Violin and guitar lessons, soccer, Taekwondo, choir, arts and crafts, English as a Second Language classes, and SAT tutoring are some of the 11 activities offered every Saturday from 3-5 p.m. during the school year. Each week the church bus and passenger van collect 85-100 students from two area apartment complexes where refugees are resettled by World Relief, Catholic Charities, and Refugee Services of Texas.
Between the three charities almost 3,000 people were relocated to Tarrant County between October 2013 and October 2015, according to Jay Long, World Relief Church mobilization program manager. They come from Iraq, Burma, Nepal/Bhutan, Somalia, Eritrea, Congo and Afghanistan.

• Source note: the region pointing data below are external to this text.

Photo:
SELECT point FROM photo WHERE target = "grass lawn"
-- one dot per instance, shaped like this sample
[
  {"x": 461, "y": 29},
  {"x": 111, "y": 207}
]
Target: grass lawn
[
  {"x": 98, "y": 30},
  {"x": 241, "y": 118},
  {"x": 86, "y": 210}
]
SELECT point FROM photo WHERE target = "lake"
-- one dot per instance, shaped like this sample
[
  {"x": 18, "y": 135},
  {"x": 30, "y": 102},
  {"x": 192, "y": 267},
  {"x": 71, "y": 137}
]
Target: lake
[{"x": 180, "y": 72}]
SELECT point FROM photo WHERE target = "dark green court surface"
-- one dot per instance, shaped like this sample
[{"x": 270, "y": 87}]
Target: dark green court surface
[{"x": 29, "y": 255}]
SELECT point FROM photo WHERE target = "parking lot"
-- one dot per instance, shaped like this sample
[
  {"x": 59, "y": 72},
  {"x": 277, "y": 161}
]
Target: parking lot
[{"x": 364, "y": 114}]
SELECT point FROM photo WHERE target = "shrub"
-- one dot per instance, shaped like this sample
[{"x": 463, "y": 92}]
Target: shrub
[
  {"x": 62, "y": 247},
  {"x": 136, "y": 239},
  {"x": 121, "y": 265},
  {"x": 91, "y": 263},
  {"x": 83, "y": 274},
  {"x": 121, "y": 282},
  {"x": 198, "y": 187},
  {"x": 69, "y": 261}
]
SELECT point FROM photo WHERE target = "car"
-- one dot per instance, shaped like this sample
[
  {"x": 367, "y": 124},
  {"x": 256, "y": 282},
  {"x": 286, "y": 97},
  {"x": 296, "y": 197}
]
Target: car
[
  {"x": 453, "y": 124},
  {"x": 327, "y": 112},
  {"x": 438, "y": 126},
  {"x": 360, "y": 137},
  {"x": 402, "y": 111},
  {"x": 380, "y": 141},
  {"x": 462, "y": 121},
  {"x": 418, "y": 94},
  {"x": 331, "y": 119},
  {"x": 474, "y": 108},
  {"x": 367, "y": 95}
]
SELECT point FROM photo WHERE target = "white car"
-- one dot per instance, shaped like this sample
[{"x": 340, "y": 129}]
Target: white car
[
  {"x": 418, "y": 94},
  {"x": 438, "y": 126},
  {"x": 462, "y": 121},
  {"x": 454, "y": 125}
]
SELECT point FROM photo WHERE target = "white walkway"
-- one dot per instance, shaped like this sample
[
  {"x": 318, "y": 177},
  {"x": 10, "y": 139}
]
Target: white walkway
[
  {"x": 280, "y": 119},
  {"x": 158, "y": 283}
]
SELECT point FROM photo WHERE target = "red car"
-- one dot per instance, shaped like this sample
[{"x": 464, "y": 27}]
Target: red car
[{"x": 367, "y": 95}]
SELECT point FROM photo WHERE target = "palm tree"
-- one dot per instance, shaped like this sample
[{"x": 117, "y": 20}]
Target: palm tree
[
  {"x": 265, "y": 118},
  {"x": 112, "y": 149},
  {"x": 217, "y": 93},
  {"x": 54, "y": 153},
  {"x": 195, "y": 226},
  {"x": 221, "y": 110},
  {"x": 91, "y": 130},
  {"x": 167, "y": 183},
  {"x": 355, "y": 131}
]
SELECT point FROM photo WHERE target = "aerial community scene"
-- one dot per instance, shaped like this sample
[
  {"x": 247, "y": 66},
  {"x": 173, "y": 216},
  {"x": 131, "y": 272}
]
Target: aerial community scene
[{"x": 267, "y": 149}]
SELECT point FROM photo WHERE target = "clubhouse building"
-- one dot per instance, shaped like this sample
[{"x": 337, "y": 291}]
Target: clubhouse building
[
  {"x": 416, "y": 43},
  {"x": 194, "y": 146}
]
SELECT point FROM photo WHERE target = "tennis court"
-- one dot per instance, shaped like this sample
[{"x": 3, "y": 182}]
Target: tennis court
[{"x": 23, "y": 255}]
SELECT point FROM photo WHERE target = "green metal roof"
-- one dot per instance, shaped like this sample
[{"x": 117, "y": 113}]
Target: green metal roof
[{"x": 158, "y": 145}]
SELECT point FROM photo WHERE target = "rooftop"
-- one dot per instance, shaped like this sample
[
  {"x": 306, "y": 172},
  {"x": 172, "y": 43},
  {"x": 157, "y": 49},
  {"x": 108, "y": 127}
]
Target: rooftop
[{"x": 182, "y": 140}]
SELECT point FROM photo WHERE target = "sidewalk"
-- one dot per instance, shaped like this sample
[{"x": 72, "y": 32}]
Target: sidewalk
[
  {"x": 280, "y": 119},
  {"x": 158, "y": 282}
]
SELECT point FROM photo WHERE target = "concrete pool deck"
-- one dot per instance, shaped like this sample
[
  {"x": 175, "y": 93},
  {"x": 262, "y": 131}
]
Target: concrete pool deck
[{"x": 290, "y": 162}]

Mary Mi and her husband Nai San’s Oo and their two children came to Texas from Burma via a Malaysian United Nations refugee camp. Conditions in Burma (also known as Myanmar) left the young family in fear of their lives. Army incursions into their village sent women fleeing into the forest. Men were forced into service as human pack mules bearing heavy loads for the soldiers. Mary said the men would disappear for three to six months at a time.

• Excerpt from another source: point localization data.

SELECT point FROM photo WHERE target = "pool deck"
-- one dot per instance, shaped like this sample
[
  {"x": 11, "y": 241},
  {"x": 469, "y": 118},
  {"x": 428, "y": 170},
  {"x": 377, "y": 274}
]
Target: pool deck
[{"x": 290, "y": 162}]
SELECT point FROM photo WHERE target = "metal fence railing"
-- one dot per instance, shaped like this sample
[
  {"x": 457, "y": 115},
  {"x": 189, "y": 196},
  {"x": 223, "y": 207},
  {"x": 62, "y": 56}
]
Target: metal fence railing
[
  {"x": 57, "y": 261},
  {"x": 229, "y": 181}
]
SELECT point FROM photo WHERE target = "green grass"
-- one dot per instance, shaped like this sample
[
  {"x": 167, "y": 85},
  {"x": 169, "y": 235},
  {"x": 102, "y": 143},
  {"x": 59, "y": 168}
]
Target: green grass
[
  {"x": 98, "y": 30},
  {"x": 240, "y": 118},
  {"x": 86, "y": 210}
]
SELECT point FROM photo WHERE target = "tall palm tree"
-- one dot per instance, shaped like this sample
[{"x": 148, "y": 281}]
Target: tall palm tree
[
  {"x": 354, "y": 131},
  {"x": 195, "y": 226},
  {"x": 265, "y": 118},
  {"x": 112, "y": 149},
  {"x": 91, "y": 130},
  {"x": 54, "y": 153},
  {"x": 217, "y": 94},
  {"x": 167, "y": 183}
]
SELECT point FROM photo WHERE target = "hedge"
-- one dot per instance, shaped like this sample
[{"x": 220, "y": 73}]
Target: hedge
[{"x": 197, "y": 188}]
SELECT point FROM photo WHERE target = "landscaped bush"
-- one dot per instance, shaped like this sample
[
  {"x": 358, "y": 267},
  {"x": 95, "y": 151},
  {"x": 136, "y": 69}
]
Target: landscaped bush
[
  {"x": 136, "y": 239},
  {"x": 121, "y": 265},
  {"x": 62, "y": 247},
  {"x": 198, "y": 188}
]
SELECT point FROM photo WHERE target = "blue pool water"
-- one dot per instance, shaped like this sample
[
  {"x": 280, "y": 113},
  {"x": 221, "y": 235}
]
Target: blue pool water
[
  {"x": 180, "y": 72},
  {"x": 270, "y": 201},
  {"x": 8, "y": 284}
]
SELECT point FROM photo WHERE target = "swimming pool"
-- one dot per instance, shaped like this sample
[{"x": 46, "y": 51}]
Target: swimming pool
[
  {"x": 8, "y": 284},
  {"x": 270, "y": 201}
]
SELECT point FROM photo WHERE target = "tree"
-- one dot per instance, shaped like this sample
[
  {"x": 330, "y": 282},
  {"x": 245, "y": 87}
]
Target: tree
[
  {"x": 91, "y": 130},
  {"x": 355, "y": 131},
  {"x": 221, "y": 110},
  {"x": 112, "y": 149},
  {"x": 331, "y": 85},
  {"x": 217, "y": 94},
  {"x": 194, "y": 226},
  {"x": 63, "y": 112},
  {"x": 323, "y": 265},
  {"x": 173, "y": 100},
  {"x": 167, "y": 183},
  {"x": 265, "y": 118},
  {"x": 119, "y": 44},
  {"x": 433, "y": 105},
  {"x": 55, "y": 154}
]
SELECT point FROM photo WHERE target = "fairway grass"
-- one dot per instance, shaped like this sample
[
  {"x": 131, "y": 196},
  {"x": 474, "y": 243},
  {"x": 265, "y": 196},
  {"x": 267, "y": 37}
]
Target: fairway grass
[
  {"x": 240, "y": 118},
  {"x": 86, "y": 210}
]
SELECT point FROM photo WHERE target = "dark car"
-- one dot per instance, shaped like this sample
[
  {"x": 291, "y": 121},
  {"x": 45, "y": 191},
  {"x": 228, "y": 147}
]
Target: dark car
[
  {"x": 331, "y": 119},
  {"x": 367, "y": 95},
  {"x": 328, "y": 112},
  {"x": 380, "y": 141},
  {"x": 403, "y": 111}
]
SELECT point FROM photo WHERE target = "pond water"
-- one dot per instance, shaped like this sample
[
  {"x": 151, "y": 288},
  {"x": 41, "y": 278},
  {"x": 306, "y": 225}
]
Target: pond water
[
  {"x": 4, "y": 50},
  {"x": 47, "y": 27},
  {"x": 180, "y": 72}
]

“Some didn’t come back,” she said.
Cherry Neill, an EGA volunteer, cradled the couple’s 5-year-old daughter, Angel, in her lap as she filled in the gaps of Mary and Nai San’s story when their English failed them. Although Neill knows the story well, she still bristles at the anguish they suffered and exults in the work of God in bringing the once-faithful Buddhist couple to faith in Christ and then to Texas. The family has grown since their resettlement with the birth of their second son, Abraham, 18 months ago. Their oldest son, Abednego, 8, was a baby when they fled their home.
Mary and Nai San have found a home in Texas and an extended family in Neill and the EGA participants and volunteers.
“My joy overflows almost every day,” Neill told the TEXAN. “I have the jaw-dropping opportunity to serve both believing and pre-believing refugees, who are at least open to friendship if nothing else.”
She and other EGA volunteers cultivate those friendships during the week, often visiting the families in their homes, inviting them to their own homes, assessing needs, providing tutoring, taking them to McDonalds, and beginning a women’s Bible study.
Volunteers see the cultural and language differences not as barriers but as opportunities to speak a common language—love for the children.
“The big thing is that the students have a chance to be around not only other students but every week they are spending time with people who are unequivocally for them—praying for them, caring about them,” Jeff Brooks said
Heo said the gospel infuses all that is done at the academy. The Muslim, Hindu and Buddhist refugees recognize EGA is a Christian organization and, at times, accept open gospel pronouncements.
“I’ve been in cross-cultural ministry for 17 years,” Neill said. “No one has ever refused prayer in [the Lord Jesus’] name.”
Heo believes in God’s call to foreign missions remains. But, in Tarrant County, the world is coming to the church and the mission efforts there are bearing fruit.
“When they came to the U.S. they were refugees, but when they return to their kinsmen they will be American citizens, being equipped with [the] English language, professional knowledge and skills, and above all the good news of Jesus Christ,” Heo said. “I believe this is God’s design to bring people from everywhere to the U.S. to hear the gospel.”